Superb! Really want to hear a relay based percussion box, like the guiro, but with a massive relay (like from the display cabinet) for bass drum. Different sizes of relay, mounted on different materials, some with rattles and chains hanging off, coins on the contacts? Electromechanical percussion - you'll need a quieter sequencer! Love this fella, very Delia Derbyshire
This is totally the most amasing way to recreate the 595 chip and the 555 chip. You could have wired those two with like the D-type register 74, 173 for latching. Yet, you did the incredible and did all this with realays. Inpecable talent for sure!!!
using the step sequencer as a shift-register with multiple steps summing to give the output is at the heart of scott stites' "klee" sequencer. chaotic, unless you tame it with overall range control & force-to-scale (if you're making tunes!) (shameless self-promotion) soundcloud.com/duncandisorderly-1/klee-celeste-jam
You are Brilliant !! I am a musician/Actor/Magician "Old school style" , so you can imagine how much I Love the Frankenstein mix between Analog , Mechanical , and digital. Looks like I will have to binge on all your past videos' this weekend.
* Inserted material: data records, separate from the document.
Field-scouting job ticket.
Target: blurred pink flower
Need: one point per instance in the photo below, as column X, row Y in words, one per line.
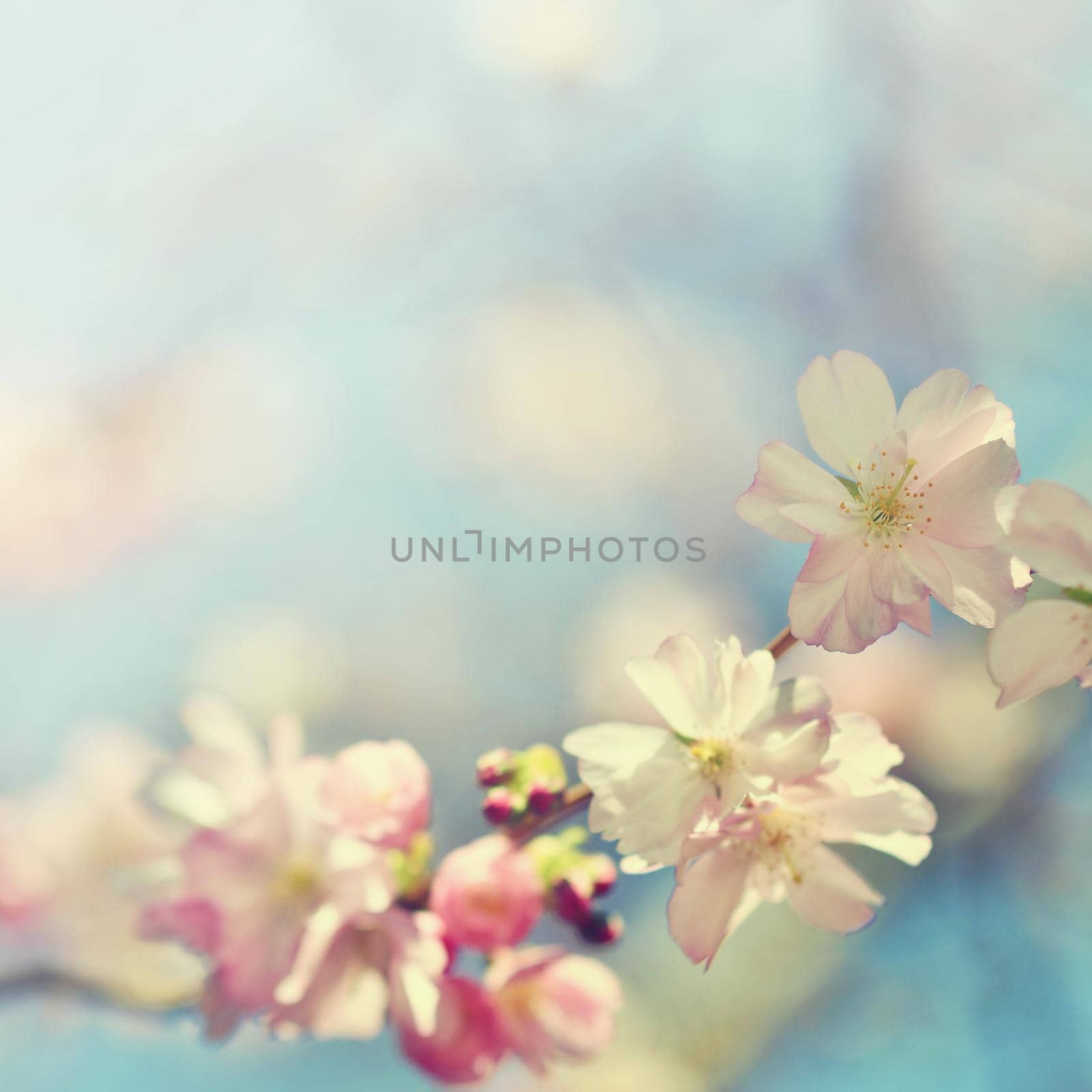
column 379, row 792
column 1050, row 642
column 730, row 732
column 554, row 1006
column 775, row 846
column 917, row 508
column 489, row 893
column 467, row 1042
im also working on a project with relays and getting grief about it, especially for my application and the lifespan of a relay... some people... sheesh
There's a guy in Brazil who made an instrument kinda like that, his name is Tony da Gatorra, "gatorra" is the instrument he invented. Here's a review of the gatorra (this reviewer is not Tony, the inventor): ru-vid.com/video/%D0%B2%D0%B8%D0%B4%D0%B5%D0%BE-LJtwtmbRJ40.html
Your imagination & enthusiasm is boundless - outside the box? More like outside the planet; but honestly, such fun too. Cannot wait to visit the museum and tinker.
does this mechanical de bouncing have a effect on the sound versus integrated circuits? those sparks (witch you can prevent by adding a 100nf or so capacitor)...the delay of the separation?
Just a thought. Relays create a nasty reverse EMF as the magnetic field instantly collapses when the switch opens. This is a high voltage and in the opposite direction to the applied voltage that energized the relay. This is actually how car ignition coils work. To prevent this annoying voltage from damaging other things we pop in a diode to short out the voltage and the current passes through the coil windings and heats them up instead. B U T surely this also slows down the opening of the switch as the magnetic field hangs around marginally longer than it could. Why not instead collect all this reverse EMF that the sequencer is creating and have a big spark gap on top going zrrrt zrrt along with the sequence. I reckon a ladder of diodes some capacitors and a car ignition coil and this this could go cosmic?